Now, at forty, I am on one of the largest ships. We patrol the border areas, watching for incursions, answering distress calls. Grandmother Spider tells us -- tells me -- where to go.
"Do you want to play again?" Samuel asks. "Or do you prefer to talk without this artificial frame?"
"I prefer the frame. It is like a loom, setting the pattern." I gently rub my finger along the cribbage board, then set my pegs back to zero. "It is comforting in its familiarity."
He lets three hands go by before he asks, "Don't let someone betray you, Adzaa."
"I don't want to let them. But ...."
He waited, with his blessed, patient silence.
"Grandmother Spider says it is right to let it happen."
"To be hurt is right?"
"There is always a reason -- always a logic to the threads -- but sometimes we're too close to see the pattern."
"Very profound."
"It's the truth."
"No, it's faith."
"Sometimes they're the same thing. I have to believe there's a reason for this."
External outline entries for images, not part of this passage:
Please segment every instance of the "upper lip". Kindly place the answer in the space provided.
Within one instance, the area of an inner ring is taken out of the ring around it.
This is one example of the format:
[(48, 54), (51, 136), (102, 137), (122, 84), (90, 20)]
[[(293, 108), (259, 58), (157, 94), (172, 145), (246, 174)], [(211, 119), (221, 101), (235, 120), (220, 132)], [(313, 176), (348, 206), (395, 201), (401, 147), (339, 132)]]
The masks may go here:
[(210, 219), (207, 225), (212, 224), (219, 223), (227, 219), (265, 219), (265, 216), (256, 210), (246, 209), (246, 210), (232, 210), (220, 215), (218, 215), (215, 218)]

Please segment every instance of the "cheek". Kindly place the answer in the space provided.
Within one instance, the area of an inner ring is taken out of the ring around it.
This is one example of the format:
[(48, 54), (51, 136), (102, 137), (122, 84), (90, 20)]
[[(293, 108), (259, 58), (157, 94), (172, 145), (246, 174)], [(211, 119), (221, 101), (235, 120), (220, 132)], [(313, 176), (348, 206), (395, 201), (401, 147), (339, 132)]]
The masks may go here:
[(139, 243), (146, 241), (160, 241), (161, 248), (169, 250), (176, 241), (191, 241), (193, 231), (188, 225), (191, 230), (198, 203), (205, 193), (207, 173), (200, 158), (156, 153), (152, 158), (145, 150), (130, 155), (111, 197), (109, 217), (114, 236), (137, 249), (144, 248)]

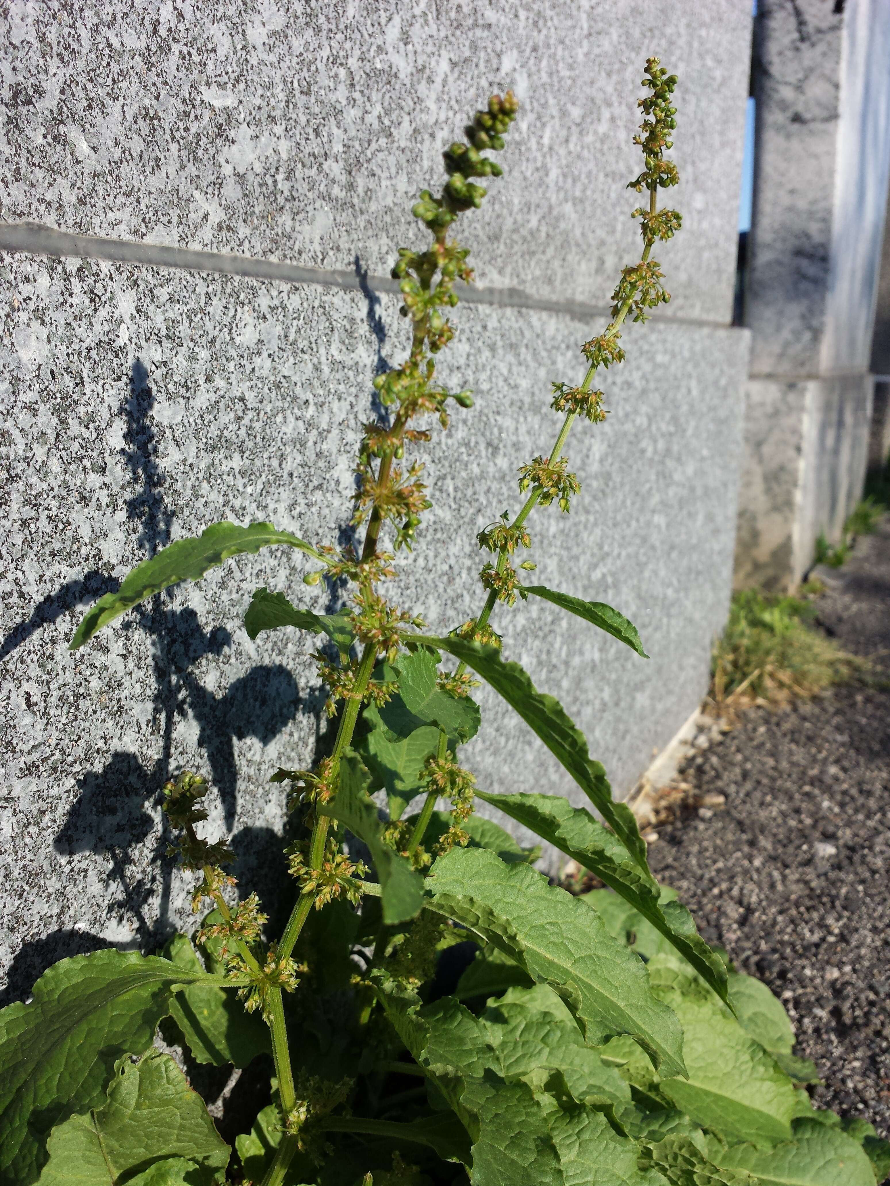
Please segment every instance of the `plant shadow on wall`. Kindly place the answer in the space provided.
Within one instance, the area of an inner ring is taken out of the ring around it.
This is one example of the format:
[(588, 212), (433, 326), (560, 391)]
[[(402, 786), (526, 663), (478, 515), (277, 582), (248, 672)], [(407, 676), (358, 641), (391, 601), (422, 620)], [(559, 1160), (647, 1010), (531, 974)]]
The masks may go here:
[[(174, 518), (165, 500), (165, 478), (155, 460), (154, 404), (148, 372), (136, 358), (128, 395), (120, 410), (125, 421), (122, 457), (136, 486), (136, 492), (127, 500), (127, 518), (140, 524), (139, 543), (146, 556), (155, 555), (170, 543)], [(44, 625), (58, 620), (83, 601), (93, 600), (96, 593), (116, 591), (117, 586), (117, 581), (100, 573), (87, 573), (82, 580), (66, 582), (45, 598), (26, 623), (7, 635), (0, 653), (6, 657)], [(120, 887), (109, 910), (132, 919), (136, 929), (134, 938), (140, 946), (151, 949), (172, 926), (169, 911), (173, 861), (164, 855), (170, 842), (166, 821), (157, 844), (159, 860), (136, 861), (134, 850), (145, 844), (157, 827), (147, 808), (158, 801), (171, 774), (177, 719), (191, 715), (198, 725), (198, 745), (212, 771), (230, 830), (237, 803), (235, 740), (256, 738), (267, 745), (298, 712), (311, 714), (320, 722), (325, 696), (314, 689), (301, 697), (293, 675), (280, 663), (252, 668), (221, 696), (208, 690), (193, 668), (206, 656), (218, 658), (230, 645), (231, 636), (222, 627), (205, 632), (193, 610), (171, 605), (170, 592), (138, 607), (125, 630), (142, 631), (152, 640), (153, 712), (161, 738), (160, 753), (152, 765), (145, 765), (135, 753), (119, 750), (101, 770), (82, 774), (77, 782), (80, 793), (55, 837), (53, 848), (65, 856), (93, 852), (109, 862), (108, 878)], [(284, 857), (263, 861), (250, 857), (256, 853), (266, 857), (279, 855), (280, 843), (272, 844), (273, 839), (278, 837), (272, 829), (249, 827), (240, 829), (231, 839), (240, 857), (240, 879), (269, 899), (279, 897), (275, 891), (280, 890), (286, 875)], [(158, 919), (152, 922), (147, 906), (158, 891)], [(87, 931), (63, 929), (25, 944), (9, 969), (0, 1006), (27, 995), (37, 976), (57, 959), (107, 943)]]

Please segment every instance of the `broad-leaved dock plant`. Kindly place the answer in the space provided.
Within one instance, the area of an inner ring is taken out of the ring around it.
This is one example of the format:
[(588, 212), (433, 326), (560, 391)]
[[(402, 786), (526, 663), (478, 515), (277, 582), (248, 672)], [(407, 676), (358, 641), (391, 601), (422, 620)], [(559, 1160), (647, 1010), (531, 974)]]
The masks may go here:
[[(675, 84), (657, 58), (647, 62), (635, 136), (643, 167), (629, 186), (642, 196), (632, 211), (642, 251), (618, 278), (608, 325), (580, 347), (580, 381), (552, 385), (561, 417), (552, 445), (516, 459), (519, 514), (478, 535), (475, 618), (430, 635), (389, 589), (431, 505), (422, 446), (472, 406), (468, 390), (439, 382), (436, 359), (453, 334), (458, 285), (472, 280), (452, 231), (485, 198), (479, 181), (501, 176), (489, 153), (506, 146), (510, 91), (476, 113), (444, 154), (441, 191), (413, 206), (430, 242), (400, 249), (393, 268), (411, 350), (374, 382), (387, 415), (365, 426), (356, 461), (361, 547), (214, 523), (139, 565), (81, 621), (75, 649), (163, 589), (275, 546), (305, 554), (306, 584), (349, 591), (337, 612), (317, 614), (293, 591), (258, 588), (244, 614), (252, 638), (299, 630), (329, 640), (317, 662), (333, 742), (311, 769), (274, 776), (290, 788), (284, 930), (268, 933), (269, 904), (239, 897), (228, 842), (205, 835), (210, 788), (183, 771), (163, 806), (201, 925), (160, 954), (63, 959), (30, 1002), (0, 1013), (4, 1182), (873, 1186), (886, 1167), (890, 1147), (873, 1129), (845, 1130), (812, 1108), (801, 1084), (814, 1069), (793, 1056), (781, 1003), (735, 973), (659, 887), (634, 816), (581, 733), (502, 653), (509, 611), (534, 597), (644, 656), (611, 606), (523, 584), (534, 566), (522, 556), (533, 512), (567, 514), (579, 496), (570, 433), (576, 422), (602, 431), (599, 383), (624, 362), (622, 327), (669, 299), (653, 254), (680, 229), (680, 215), (659, 205), (678, 183), (666, 155)], [(460, 747), (479, 729), (478, 681), (547, 746), (590, 810), (477, 788)], [(473, 812), (478, 801), (605, 888), (573, 897), (552, 885), (535, 852)], [(243, 1117), (234, 1148), (155, 1045), (163, 1020), (185, 1065), (267, 1060), (269, 1102)]]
"That I believe. Humans have a long history of self-deception and rationalization." He stops pegging, his hand hovering in mid-move. "It's not me, is it, who betrays you?"
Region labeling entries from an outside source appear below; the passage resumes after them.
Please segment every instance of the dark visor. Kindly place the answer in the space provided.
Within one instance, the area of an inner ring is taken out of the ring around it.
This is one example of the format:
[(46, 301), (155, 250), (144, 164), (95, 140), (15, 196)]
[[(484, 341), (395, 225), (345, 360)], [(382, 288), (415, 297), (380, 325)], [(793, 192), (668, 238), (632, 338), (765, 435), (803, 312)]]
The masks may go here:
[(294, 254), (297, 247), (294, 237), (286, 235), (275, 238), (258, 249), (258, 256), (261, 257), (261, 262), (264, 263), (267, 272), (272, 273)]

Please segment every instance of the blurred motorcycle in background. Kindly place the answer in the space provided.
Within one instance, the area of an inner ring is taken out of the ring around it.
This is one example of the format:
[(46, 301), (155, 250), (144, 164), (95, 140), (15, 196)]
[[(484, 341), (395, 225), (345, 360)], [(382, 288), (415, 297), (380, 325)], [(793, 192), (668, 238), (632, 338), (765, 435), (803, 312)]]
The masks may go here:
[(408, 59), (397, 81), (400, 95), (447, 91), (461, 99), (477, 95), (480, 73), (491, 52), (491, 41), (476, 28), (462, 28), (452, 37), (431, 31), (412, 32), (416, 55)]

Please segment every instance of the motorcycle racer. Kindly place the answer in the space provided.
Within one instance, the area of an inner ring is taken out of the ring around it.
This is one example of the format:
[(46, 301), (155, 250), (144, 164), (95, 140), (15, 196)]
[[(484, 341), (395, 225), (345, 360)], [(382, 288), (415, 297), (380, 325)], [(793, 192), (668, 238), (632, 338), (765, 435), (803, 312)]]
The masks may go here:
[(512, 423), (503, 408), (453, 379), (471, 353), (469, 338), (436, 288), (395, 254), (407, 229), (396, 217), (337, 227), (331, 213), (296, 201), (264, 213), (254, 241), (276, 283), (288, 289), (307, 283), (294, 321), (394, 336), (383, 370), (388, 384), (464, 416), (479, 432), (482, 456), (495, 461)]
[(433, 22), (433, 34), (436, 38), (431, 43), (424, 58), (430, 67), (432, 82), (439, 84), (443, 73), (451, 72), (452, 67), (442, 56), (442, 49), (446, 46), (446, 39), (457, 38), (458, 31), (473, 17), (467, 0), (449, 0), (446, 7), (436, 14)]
"No, Samuel, it's not you."
"Good, because you're the most interesting cribbage partner I've fou
nd so far." His face wrinkles pleasingly when he grins. "Don't let anyone hurt you, all right?"
"I may not have a choice."
"We always have a choice. We just don't always elect to take it."
His words are wise, even if they may not help me.
***
Laida sits next to the loom in my quarters, her hand brushing the wood. "I wish you would teach me this."
She is tall and slim like a young colt, not sturdy like I am. Her dark blonde hair is tied back -- I realize it mirrors my own, the braid not as thick as mine, though.
"Weaving is not something you learn," I say. "It is something inside you."
"But you learned it." She touches the threads. "At some point, someone recognized the potential in you and taught you."
"Do you feel it? Inside you?" Can she feel it? Would Grandmother Spider let her into our world?
"I feel it. It's strange and beautiful, and it makes me feel like I'm part of something. I've felt that way since you finally stopped running from me."
Her smile is sweet and full of youth's promise. She pursued me for months before I would talk to her for more than a moment. I let her into my bed before I let her into my heart -- and now Grandmother Spider has ensured that I will never let her into my confidence.
Laida sits easily at my table, her back straight as she perches on the cedar stool. "Because of you, what I've learned from just being near you, Grandmother Spider feels very close to me." She seems earnest as she touches the wool I've laid out. "Do you think she would talk to me, too?"
"This is not the Weaving Room."
"But you have to learn to weave this kind of thread, before you can read the patterns of that place. Isn't that right?"
"Yes."
"Then teach me to weave."
I light a cone of pinyon incense before I walk over to her. As I near the loom, I can hear a whisper of Grandmother Spider's presence, so much smaller than the way she speaks to me in the Weaving Room, my small patterns pulling in so little of her compared to the infinite pathways I find when I guide the ship.